Record at 2-3, 6-7. Deutsch would remit front or advance money to Nidia/Marjaba, purportedly to pay the Mexican farmers. See A&S Compl. ¶ 24; see e.g. Excel Text Record at 2 (message from Nidia to Deutsch querying if Deutsch had “any feedback about the sales and/or the advance that we need to move forward with our farms”), 5 (“Arye, I just hung up with Mexico. They are behind some payments there. They need me to send them $15,000.00 try to see how much do you have available for us. . . .”); see generally A&S Compl., Ex. A (Chase Transfer Log), ECF 24-2. The understanding between A&S and Nidia was that once A&S had sold avocadoes to buyers in New York, A&S would retain a 25% “commission” of the net revenues while Marjaba would receive the remaining 75% of the profit.
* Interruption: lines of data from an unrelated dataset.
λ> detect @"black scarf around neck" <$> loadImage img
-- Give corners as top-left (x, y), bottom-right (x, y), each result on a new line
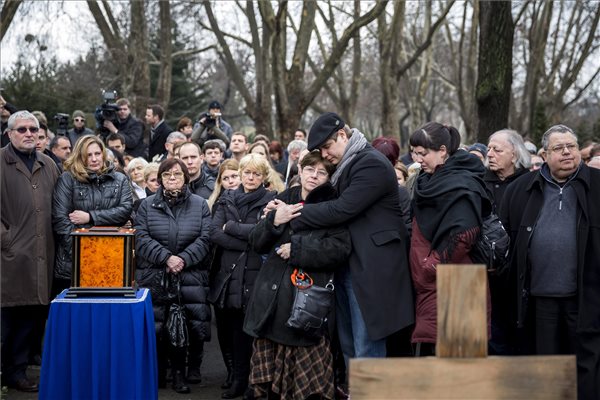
top-left (414, 150), bottom-right (491, 254)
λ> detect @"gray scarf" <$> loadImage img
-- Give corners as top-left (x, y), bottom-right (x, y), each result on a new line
top-left (331, 128), bottom-right (367, 185)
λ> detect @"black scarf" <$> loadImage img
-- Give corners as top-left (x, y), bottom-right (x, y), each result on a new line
top-left (233, 185), bottom-right (267, 221)
top-left (414, 150), bottom-right (491, 259)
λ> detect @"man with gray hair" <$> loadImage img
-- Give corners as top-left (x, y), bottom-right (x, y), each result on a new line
top-left (483, 129), bottom-right (531, 355)
top-left (0, 111), bottom-right (59, 392)
top-left (275, 140), bottom-right (307, 186)
top-left (499, 125), bottom-right (600, 399)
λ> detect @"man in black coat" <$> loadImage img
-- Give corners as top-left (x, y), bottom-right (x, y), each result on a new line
top-left (500, 125), bottom-right (600, 399)
top-left (146, 104), bottom-right (173, 160)
top-left (291, 113), bottom-right (414, 357)
top-left (104, 99), bottom-right (146, 160)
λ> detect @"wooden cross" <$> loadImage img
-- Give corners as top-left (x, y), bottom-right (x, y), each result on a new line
top-left (350, 264), bottom-right (577, 400)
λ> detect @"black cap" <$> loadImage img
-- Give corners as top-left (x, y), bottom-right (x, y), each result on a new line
top-left (308, 112), bottom-right (346, 151)
top-left (208, 100), bottom-right (223, 110)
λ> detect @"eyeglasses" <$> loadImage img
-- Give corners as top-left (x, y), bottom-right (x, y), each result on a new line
top-left (550, 143), bottom-right (579, 153)
top-left (242, 171), bottom-right (262, 178)
top-left (302, 167), bottom-right (329, 178)
top-left (13, 126), bottom-right (40, 133)
top-left (221, 174), bottom-right (240, 182)
top-left (160, 172), bottom-right (183, 181)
See, e.g., A&S Compl. ¶¶ 21-23, 23 n.3, 58; WhatsApp Texts at 3; Excel Text Record at 4 (Nidia telling Deutsch: “I want to show you the prices report right now. So you can have tools to negotiate with your clients”), 6 (Nidia inquiring if “there [were] any payments from the clients” that day). Between September 30, 2020 and February 5, 2021, Marjaba shipped to A&S sixteen loads

of avocadoes with an aggregate value of $553,533.97. See Nidia Aff. ¶¶ 6-7; Am. Compl. ¶ 7. According to Nidia’s affidavit, at least eight of the sixteen shipments of avocadoes were sent to A&S and paid for by A&S to Marjaba. Nidia Aff. ¶¶ 6-7. However, Nidia claimed that A&S owed Marjaba an unpaid balance of $197,088.86 for the sixteen shipments. Id. ¶ 7.3 Defendants dispute this. A&S’s position is that it “was never a buyer” from Marjaba but rather Deutsch and Nidia “worked together under an arrangement to sell avocados from Nidia’s family farm.” Defs’ 56.1 ¶ 16. According to Deutsch, he realized in or around January 2021 that the advance money he was sending to Nidia/Marjaba to source the avocadoes from Mexico was not actually going directly to farmers in Mexico at all but was instead being used to buy avocadoes from PH Quality

in Texas. A&S Compl. ¶¶ 32, 37, 49. It was also thereabouts “revealed that [PH Quality] had initiated a lawsuit against Nidia for several additional pallets of avocadoes that they had not been paid for.” Id. ¶ 37. Indeed, at the commencement of this lawsuit, Nidia swore Marjaba had actually been buying the avocadoes at issue directly from Plaintiff in Texas and not from farmers in Mexico. Nidia Aff. ¶ 10 (“Marjaba fell behind in payments to several of its produce suppliers, including PH Quality.”).

3 On August 8, 2021, Marjaba submitted an informal complaint to the United States Department of Agriculture pursuant to the Perishable Agricultural Commodities Act (“PACA”), 7 U.S.C.